Crude Oil Inventories
Commercial crude-oil stockpiles dropped by 6.1 million barrels last week to 433.5 million barrels, which is 2% below the five-year average, the EIA said. This decline exceeded analysts' expectations, as they had predicted a decrease of 2.4 million barrels from the prior week.
Oil stored at Cushing, Okla., the delivery point for U.S. stocks, fell by 3.1 million barrels from the previous week to 30.7 million barrels.
U.S. crude-oil production rose by 100,000 barrels a day from the previous week to 12.8 million barrels a day, reaching its highest level in weekly data since March 27, 2020.
Gasoline stockpiles surprisingly increased by 1.5 million barrels to 217.6 million barrels, compared with analysts' expectations of a 500,000-barrel decline.

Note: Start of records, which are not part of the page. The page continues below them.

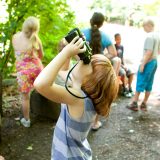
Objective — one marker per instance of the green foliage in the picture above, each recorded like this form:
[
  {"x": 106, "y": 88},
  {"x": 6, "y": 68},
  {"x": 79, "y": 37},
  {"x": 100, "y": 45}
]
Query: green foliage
[{"x": 56, "y": 19}]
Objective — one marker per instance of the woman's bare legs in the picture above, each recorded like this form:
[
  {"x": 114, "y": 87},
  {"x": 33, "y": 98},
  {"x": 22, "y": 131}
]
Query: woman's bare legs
[{"x": 25, "y": 105}]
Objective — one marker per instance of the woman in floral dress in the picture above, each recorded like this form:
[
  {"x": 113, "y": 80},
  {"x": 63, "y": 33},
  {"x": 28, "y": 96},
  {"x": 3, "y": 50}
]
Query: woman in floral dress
[{"x": 28, "y": 53}]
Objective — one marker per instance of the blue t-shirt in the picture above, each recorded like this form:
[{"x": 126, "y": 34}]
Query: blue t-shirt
[{"x": 105, "y": 40}]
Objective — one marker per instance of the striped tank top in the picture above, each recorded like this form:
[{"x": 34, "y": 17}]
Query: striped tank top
[{"x": 70, "y": 135}]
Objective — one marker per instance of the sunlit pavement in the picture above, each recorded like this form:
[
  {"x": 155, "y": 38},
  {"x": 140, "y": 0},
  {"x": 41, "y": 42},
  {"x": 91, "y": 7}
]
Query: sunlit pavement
[{"x": 133, "y": 40}]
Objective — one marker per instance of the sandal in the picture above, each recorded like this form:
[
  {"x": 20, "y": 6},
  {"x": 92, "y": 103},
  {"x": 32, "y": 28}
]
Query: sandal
[
  {"x": 133, "y": 106},
  {"x": 143, "y": 106},
  {"x": 96, "y": 126}
]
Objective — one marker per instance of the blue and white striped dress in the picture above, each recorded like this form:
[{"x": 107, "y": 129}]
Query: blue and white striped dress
[{"x": 70, "y": 135}]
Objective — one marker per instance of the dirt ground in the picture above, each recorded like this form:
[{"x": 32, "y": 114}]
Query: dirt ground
[{"x": 125, "y": 135}]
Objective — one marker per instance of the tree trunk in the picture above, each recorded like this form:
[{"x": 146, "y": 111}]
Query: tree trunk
[{"x": 0, "y": 103}]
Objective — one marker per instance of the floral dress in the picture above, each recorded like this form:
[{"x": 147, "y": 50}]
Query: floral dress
[{"x": 28, "y": 66}]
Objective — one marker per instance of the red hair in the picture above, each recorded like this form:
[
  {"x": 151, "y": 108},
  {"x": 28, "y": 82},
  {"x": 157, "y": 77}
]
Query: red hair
[{"x": 102, "y": 85}]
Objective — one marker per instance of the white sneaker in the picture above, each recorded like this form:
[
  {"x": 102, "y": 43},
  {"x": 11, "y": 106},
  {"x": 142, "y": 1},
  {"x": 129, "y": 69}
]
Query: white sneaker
[{"x": 25, "y": 123}]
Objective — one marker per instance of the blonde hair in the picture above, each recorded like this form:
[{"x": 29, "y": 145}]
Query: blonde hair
[
  {"x": 148, "y": 21},
  {"x": 31, "y": 28},
  {"x": 101, "y": 86}
]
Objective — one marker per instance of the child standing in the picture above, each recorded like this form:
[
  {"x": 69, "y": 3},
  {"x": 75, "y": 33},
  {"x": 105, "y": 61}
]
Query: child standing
[
  {"x": 124, "y": 72},
  {"x": 147, "y": 67}
]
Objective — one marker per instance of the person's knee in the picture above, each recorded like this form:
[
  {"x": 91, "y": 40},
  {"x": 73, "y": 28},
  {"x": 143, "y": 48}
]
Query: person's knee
[{"x": 116, "y": 60}]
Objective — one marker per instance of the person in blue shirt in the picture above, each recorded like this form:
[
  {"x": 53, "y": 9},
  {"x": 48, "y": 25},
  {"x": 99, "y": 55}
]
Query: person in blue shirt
[{"x": 100, "y": 43}]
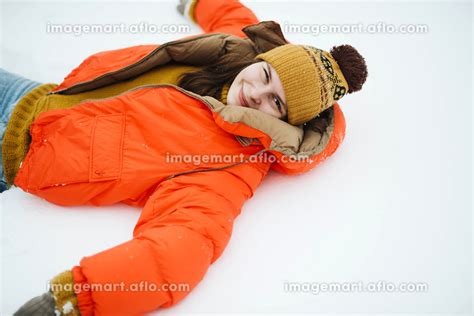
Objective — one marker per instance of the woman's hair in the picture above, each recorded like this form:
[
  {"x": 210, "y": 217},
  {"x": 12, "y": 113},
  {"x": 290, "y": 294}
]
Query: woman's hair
[{"x": 209, "y": 80}]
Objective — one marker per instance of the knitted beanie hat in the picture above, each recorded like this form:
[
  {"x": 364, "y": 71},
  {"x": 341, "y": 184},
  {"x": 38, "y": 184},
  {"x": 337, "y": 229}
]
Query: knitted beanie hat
[{"x": 313, "y": 79}]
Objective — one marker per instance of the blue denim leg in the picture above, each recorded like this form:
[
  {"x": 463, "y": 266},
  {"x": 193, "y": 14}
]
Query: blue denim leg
[{"x": 12, "y": 88}]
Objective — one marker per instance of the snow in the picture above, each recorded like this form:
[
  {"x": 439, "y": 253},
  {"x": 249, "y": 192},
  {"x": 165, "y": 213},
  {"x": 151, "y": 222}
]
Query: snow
[{"x": 392, "y": 204}]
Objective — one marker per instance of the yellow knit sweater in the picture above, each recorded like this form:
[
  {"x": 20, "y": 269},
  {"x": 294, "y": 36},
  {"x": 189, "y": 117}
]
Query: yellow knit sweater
[{"x": 17, "y": 138}]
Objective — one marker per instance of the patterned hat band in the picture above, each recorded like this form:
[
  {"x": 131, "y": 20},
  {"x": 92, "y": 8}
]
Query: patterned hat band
[{"x": 311, "y": 79}]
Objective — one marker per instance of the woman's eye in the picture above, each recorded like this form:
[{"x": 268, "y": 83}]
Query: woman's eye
[{"x": 266, "y": 75}]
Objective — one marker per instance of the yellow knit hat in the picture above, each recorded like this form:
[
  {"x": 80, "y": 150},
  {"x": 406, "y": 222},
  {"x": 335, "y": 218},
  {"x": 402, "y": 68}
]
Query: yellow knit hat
[{"x": 311, "y": 79}]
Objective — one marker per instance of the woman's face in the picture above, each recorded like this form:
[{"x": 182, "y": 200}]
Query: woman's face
[{"x": 258, "y": 86}]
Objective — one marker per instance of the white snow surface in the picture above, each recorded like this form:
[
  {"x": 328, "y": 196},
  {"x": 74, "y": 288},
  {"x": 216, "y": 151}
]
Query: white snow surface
[{"x": 393, "y": 204}]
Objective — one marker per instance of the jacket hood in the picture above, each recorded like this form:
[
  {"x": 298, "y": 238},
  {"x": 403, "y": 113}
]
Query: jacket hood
[{"x": 316, "y": 139}]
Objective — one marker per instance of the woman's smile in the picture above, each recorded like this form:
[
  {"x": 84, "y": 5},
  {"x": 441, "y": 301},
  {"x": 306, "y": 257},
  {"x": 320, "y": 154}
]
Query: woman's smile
[{"x": 243, "y": 100}]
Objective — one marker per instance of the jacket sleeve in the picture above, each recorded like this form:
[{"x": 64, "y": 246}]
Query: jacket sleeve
[
  {"x": 219, "y": 16},
  {"x": 184, "y": 227}
]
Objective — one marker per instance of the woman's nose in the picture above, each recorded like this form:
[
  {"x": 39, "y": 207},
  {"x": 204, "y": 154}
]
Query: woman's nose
[{"x": 257, "y": 94}]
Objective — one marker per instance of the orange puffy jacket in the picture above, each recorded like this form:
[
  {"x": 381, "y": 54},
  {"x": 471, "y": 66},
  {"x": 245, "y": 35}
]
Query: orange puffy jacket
[{"x": 121, "y": 149}]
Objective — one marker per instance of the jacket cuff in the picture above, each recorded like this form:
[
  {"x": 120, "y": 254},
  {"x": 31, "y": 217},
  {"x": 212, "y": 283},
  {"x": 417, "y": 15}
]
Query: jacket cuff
[{"x": 62, "y": 288}]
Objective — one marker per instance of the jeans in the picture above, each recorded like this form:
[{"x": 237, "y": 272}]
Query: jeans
[{"x": 12, "y": 88}]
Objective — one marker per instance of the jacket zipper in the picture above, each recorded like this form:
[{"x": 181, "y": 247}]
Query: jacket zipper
[{"x": 195, "y": 97}]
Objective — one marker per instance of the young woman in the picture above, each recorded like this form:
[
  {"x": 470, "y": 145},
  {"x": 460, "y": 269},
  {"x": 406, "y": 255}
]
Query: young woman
[{"x": 187, "y": 130}]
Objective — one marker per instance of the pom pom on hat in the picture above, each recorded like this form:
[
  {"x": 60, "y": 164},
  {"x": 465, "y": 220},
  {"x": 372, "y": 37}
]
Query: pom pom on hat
[{"x": 352, "y": 65}]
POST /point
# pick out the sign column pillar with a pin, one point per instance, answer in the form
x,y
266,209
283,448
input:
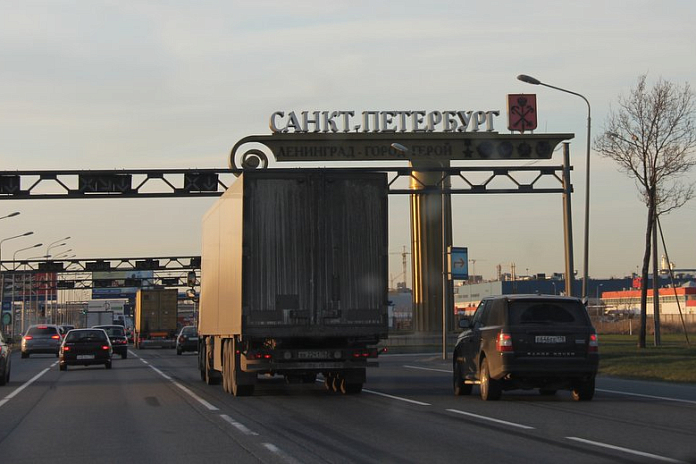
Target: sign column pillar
x,y
427,247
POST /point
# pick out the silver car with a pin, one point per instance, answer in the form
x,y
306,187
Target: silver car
x,y
41,338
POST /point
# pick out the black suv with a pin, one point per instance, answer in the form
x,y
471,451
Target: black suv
x,y
524,342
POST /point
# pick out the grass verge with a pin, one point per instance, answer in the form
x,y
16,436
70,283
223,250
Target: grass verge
x,y
672,361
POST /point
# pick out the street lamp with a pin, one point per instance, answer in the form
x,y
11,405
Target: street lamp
x,y
16,213
13,237
2,278
14,268
533,81
48,254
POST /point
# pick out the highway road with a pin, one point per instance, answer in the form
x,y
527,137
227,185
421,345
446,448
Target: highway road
x,y
153,407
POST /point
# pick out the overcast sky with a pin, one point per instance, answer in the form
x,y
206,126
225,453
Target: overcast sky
x,y
146,84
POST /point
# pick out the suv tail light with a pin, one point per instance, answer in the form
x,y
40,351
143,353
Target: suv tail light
x,y
503,343
593,344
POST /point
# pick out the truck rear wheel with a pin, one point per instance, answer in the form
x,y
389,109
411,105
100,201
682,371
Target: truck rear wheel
x,y
211,376
226,367
350,388
235,372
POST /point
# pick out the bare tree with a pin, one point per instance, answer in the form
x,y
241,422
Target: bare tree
x,y
651,135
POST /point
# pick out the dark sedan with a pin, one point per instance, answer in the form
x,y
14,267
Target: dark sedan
x,y
118,338
84,347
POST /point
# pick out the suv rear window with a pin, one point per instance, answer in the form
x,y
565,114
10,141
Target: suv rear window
x,y
114,331
189,330
542,312
85,335
45,330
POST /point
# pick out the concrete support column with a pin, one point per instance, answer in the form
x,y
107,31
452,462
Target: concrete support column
x,y
427,248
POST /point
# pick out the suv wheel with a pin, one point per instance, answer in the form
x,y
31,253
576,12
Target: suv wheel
x,y
490,388
460,388
584,391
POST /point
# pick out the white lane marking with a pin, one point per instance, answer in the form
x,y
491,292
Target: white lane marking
x,y
209,406
420,403
241,427
648,396
625,450
25,385
498,421
429,369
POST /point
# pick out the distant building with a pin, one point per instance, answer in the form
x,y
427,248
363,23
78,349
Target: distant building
x,y
671,300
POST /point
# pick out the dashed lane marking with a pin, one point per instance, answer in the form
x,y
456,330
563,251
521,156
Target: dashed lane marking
x,y
497,421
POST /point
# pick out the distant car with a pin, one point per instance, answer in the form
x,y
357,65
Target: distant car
x,y
117,336
187,340
524,342
85,347
41,338
64,329
5,360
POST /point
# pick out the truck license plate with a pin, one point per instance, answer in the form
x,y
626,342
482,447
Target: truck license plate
x,y
550,339
312,354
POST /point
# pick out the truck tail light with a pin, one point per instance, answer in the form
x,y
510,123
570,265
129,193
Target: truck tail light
x,y
503,343
365,353
593,344
259,355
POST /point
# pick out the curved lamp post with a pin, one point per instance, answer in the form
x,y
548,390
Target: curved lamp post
x,y
533,81
16,213
14,267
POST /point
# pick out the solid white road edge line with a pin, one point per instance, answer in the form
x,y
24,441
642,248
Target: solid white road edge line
x,y
647,396
498,421
26,384
625,450
241,427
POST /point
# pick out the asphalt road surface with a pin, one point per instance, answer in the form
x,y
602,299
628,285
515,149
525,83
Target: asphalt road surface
x,y
153,407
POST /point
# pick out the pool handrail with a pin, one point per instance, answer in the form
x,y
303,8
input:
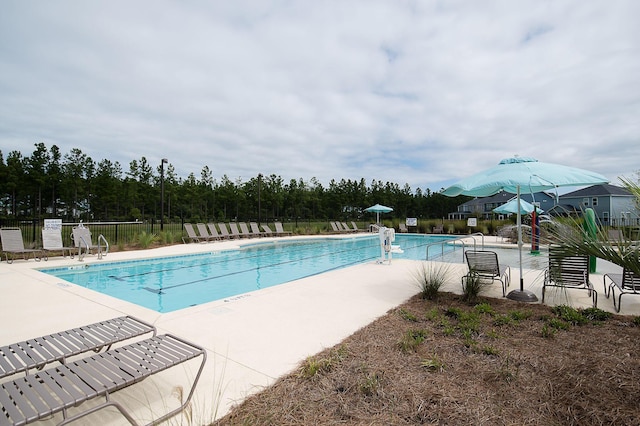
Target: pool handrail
x,y
461,239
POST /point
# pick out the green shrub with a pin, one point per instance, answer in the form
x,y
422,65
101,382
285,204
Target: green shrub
x,y
430,277
411,340
145,239
471,286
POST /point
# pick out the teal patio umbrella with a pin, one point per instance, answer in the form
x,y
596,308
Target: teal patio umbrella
x,y
377,209
516,173
512,207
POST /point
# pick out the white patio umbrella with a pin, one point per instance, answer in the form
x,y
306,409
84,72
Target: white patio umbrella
x,y
377,209
512,174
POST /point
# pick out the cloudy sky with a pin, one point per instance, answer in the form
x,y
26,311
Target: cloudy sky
x,y
418,92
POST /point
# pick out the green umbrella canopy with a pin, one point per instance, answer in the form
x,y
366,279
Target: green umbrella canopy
x,y
512,207
522,173
377,209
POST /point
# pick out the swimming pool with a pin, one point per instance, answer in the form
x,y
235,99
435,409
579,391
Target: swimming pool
x,y
171,283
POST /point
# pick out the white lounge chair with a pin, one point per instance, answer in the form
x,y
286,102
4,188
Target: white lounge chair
x,y
13,244
52,242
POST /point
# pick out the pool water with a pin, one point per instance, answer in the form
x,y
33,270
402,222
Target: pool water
x,y
171,283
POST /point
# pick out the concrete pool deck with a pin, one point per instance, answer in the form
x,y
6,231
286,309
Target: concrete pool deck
x,y
251,339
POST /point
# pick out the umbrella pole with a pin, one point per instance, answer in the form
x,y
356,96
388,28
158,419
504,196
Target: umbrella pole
x,y
521,295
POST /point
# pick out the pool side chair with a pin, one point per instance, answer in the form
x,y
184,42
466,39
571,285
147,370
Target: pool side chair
x,y
82,240
204,232
255,229
52,243
627,283
214,231
346,228
32,354
568,272
224,231
244,230
280,230
191,234
54,390
235,233
267,231
485,264
13,244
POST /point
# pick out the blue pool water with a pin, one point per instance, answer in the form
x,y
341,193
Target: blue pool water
x,y
171,283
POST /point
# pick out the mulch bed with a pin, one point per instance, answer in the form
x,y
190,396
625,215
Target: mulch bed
x,y
447,362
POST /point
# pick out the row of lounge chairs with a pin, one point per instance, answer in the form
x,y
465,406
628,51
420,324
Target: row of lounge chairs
x,y
342,227
211,232
57,376
13,244
567,272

Distillate stocks, mostly consisting of diesel fuel, rose by 945,000 barrels to 116.7 million barrels, and remain about 16% below the five-year average, according to the EIA. Analysts had forecasted a smaller increase of just 200,000 barrels for distillates inventories.
Refinery Capacity Utilization Rate
The refining capacity utilization rate fell by 0.2 percentage points from the previous week to 94.5%, contrary to expectations for a 0.4-percentage-point increase.
Overall, U.S. crude oil inventories experienced a larger-than-expected decline, reaching levels below the five-year average. However, gasoline stocks surprisingly surged, while distillate stocks rose moderately. The increase in crude-oil production contributed to the decline in inventories.